When Meir Daller, MD, was employed by Gulfstream Urology, a 21st Century Oncology LLC division, he reportedly billed Medicare and Tricare programs for unnecessary fluorescence in situ hybridization (FISH) tests. The laboratory test assesses a patient’s urine for genetic abnormalities that can lead to bladder cancer.
FISH tests are generally only considered necessary by Medicare if the patient already had bladder cancer or a provider believes a patient with blood in his urine might have bladder cancer.
Daller started to refer all FISH testing for his patients to a 21st Century laboratory and the company paid financial bonuses to the urologist based on the number of FISH test referrals. He ordered over 13,000 different FISH tests for his Medicare patients, causing him to become the top referring FISH test provider in the country.
He also received about $2 million in financial bonuses from 21st Century for his referrals to their laboratories.
In addition to paying millions to the government, Daller also agreed to a three-year integrity agreement from the OIG. The agreement mandates that the urologist undergo claim and EHR reviews by an independent review organization to ensure services are medically necessary and patient records are accurate.
21st Century will also pay $19.75 million to the government for similar healthcare fraud schemes.
Iowa nursing facility leaders agree to $100k settlement for substandard care
Leaders at Abbey of Le Mars, Inc. agreed to pay $100,000 to settle reported False Claims Act violations after investigators uncovered “grossly substandard” care at the nursing facility in Iowa.

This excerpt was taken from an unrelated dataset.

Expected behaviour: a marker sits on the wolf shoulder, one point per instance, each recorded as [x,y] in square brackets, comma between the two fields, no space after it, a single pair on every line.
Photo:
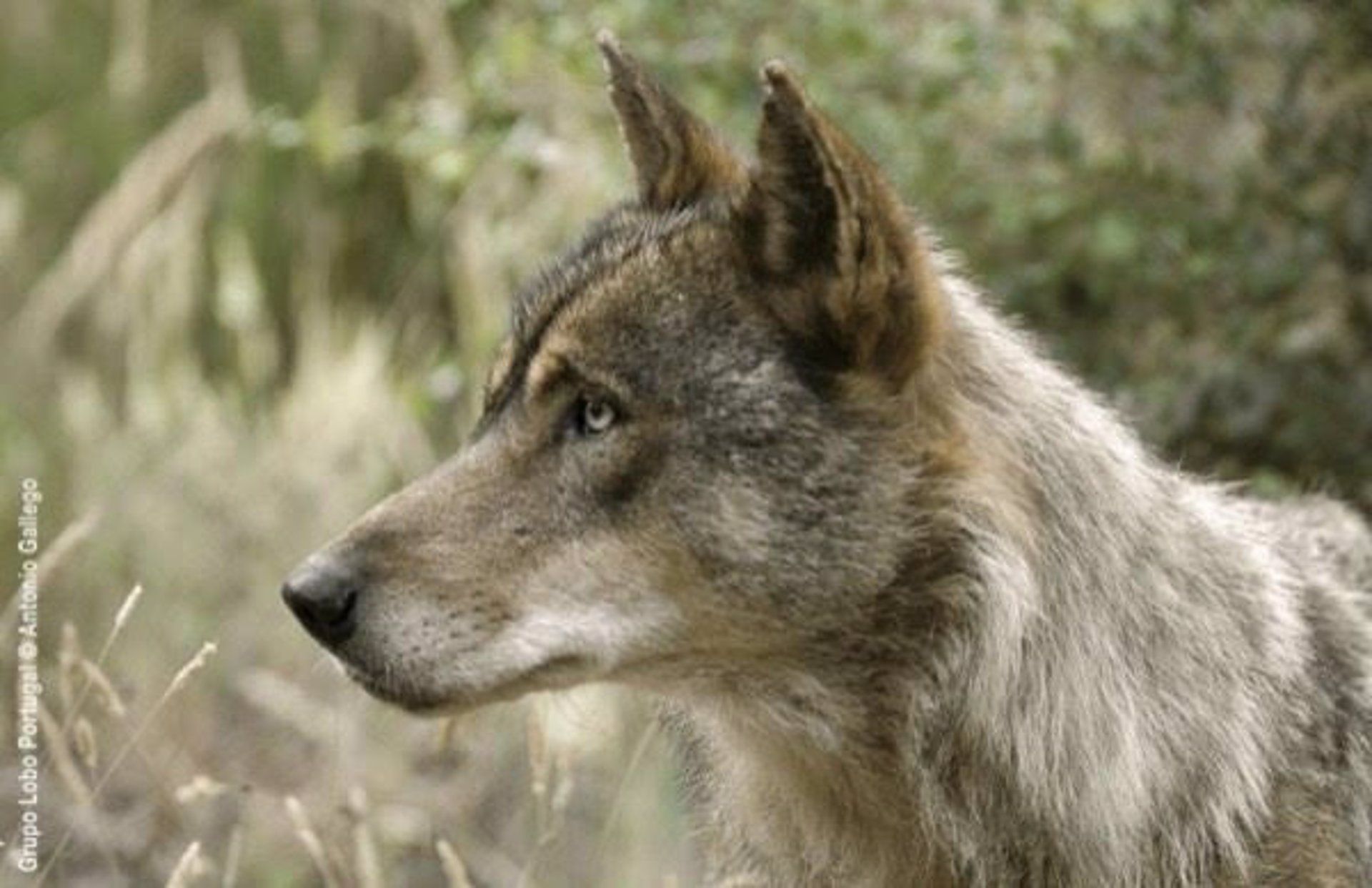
[1321,537]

The DoJ reported that nursing facility providers failed to perform quality care for 16 residents between January 2009 and February 2015. The nursing facility allegedly provided the following substandard care:
• Failure to manage skin conditions and fractures, resulting in low-quality care and added healthcare costs
• Excessive use of physical restraints and inappropriate medications
• Anti-psychotic drug use to reduce a resident needs
• Lacking nourishment, bathing, and toileting care, causing infections, impactions, and avoidable emergency room visits
Stemming from the low-quality care provided, the DoJ charged five of Abbey of Le Mars leaders, including its president and former director of nursing, for submitting Medicaid claims for services that were “worthless and effectively without value.”
The DoJ added that the Medicaid fraud case in Iowa was part of the larger Elder Abuse Initiative, launched in March 2016. Ten districts established regional Elder Justice Task Forces to further protect seniors and ensure that federal healthcare payments are not misspent.